E se no programa de rádio, Maria Rueff empresta a sua voz aos textos deste ‘quarteto fantástico’, na versão literária ficou apenas encarregue do prefácio. Ou será que não ficou? Como o leitor rapidamente descobrirá, a prosa não é o seu dom, e é, assim, logo no prefácio que se introduz a tónica humorística, desenganando-se quem espera ler um texto escrito pela mão de Rueff.
Digamos que se Maria Rueff foi quem deu a voz na TSF, as ‘suas’ palavras não saíram de desconhecidos nem de ghost writers, mas vieram sim de um quarteto bem estabelecido no mundo nas Letras.
Luísa Costa Gomes é uma conhecidíssima escritora que dá cartas em estilos tão variados como os romances, crónicas e contos, tendo recebido alguns prémios, onde se destaca o Prémio de Ficção do PEN Clube.
Filipe Homem Fonseca, ao título de escritor soma ainda os de argumentista, dramaturgo, humorista, músico e realizador. Também já escreveu para diversos géneros de produções audiovisuais, desde séries de televisão a documentários, e é autor de dois livros de poesia.
Manuel Monteiro, que é um dos novos colunistas do PÁGINA UM [e, portanto, aqui se faz um disclaimer], é escritor e um destacado revisor linguístico, tendo criado a Escola da Língua. Um dos últimos livros que publicou debruça-se sobre um tema já por diversas vezes falado neste jornal, e chama-se Sobre o politicamente correcto. Para nosso deleite, recupera este assunto também neste Assim se faz Portugal.
Já a arte de Afonso Cruz é sobretudo a escrita de romances, alguns premiados, e dos quais se destacam as obras Para onde vão os guarda-chuvas e Jesus Cristo bebia cerveja.
Por tudo isto, e por este leque, Assim se faz Portugal é, sobretudo, tal como o programa da TSF que lhe corresponde, um livro de entretenimento caricaturando a sociedade portuguesa. Constitui um exercício de nos olharmos ao espelho e rirmo-nos; e que os autores fazem belissimamente, com inteligência, perspicácia, sagacidade. Como não poderia deixar de ser, sempre num português majestoso.
Com um sentido de humor afiado, estas reflexões incidem sobre as mais variadas questões sociais e culturais, ou até políticas; por vezes, todas estas dimensões, inevitavelmente, se misturam.

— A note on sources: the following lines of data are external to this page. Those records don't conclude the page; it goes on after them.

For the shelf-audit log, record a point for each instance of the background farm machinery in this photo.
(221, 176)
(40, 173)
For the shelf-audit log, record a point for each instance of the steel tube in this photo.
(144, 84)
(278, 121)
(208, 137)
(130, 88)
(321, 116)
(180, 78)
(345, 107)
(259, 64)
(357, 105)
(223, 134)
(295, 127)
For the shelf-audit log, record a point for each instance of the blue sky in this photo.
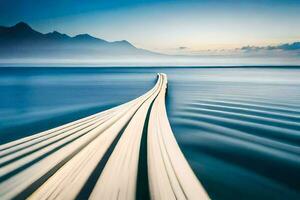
(165, 26)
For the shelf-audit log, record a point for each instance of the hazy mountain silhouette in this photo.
(21, 41)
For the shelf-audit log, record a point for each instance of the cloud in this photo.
(182, 48)
(284, 47)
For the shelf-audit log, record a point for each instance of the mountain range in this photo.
(21, 41)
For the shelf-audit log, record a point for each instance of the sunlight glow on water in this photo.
(239, 128)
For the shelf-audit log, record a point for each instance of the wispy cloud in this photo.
(284, 47)
(182, 48)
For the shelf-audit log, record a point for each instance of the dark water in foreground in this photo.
(239, 128)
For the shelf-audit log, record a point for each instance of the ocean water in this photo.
(239, 128)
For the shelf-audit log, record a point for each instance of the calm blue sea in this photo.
(239, 128)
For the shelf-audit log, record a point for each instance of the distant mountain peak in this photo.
(22, 25)
(21, 40)
(88, 38)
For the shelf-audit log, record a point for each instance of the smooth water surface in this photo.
(239, 128)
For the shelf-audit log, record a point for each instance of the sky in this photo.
(169, 26)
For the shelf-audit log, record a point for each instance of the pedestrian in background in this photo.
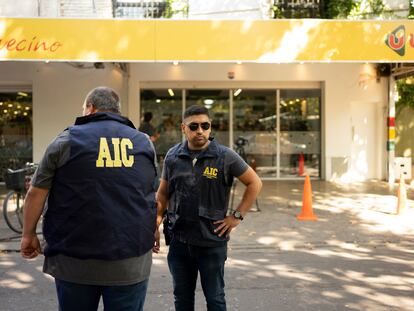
(195, 186)
(97, 180)
(147, 128)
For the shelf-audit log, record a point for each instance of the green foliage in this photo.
(176, 8)
(338, 8)
(405, 93)
(411, 11)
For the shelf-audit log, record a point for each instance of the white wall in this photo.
(19, 8)
(344, 84)
(58, 94)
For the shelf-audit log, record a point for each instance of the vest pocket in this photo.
(207, 226)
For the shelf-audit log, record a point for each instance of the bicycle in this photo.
(18, 182)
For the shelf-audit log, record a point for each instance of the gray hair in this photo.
(104, 98)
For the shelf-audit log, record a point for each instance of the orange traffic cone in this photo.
(307, 211)
(401, 195)
(301, 165)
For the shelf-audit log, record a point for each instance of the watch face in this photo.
(237, 215)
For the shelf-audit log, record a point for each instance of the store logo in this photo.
(210, 172)
(396, 40)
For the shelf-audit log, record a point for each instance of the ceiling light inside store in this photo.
(237, 92)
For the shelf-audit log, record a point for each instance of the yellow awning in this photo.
(264, 41)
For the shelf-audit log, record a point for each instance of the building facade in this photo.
(324, 119)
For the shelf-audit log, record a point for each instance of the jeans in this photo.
(80, 297)
(185, 261)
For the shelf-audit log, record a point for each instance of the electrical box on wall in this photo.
(402, 165)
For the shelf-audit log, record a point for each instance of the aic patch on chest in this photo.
(210, 172)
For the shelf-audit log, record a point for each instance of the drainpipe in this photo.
(392, 98)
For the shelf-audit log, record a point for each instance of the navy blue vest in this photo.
(102, 201)
(199, 194)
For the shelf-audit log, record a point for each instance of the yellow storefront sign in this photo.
(267, 41)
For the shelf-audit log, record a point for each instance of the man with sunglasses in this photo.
(195, 186)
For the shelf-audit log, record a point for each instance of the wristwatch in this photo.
(237, 215)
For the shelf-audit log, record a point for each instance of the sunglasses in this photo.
(193, 126)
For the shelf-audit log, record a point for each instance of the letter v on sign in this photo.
(396, 40)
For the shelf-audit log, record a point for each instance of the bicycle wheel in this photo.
(13, 211)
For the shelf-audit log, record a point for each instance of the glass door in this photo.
(16, 131)
(300, 133)
(254, 126)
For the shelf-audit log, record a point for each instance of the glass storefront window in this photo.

Garantindo que não existe da nossa parte qualquer favoritismo em relação a Manuel Monteiro por ser nosso colaborador, temos de lhe fazer justiça: as suas crónicas sobressaem pela pertinência, e, qual lufada de ar fresco, destoam da linha mais ‘politicamente correcta’ que perpassa por alguns dos outros textos. Eis o que ele escreve sobre a figura muito representativa de “O moderninho digital”:
“O moderninho digital não procura informação para formar ideias. Ele forma ideias para procurar informação. O moderninho digital é um ser espantoso: ele reproduz acriticamente o que ouve da sua tribo e simultaneamente jura que tem pensamento próprio”. (pág. 106).
Manuel Monteiro também se lança à “higienização em curso” que levou à recente censura, por exemplo, dos livros de Roald Dahl, e à qual não escaparam as palavras “mãe” e “pai”.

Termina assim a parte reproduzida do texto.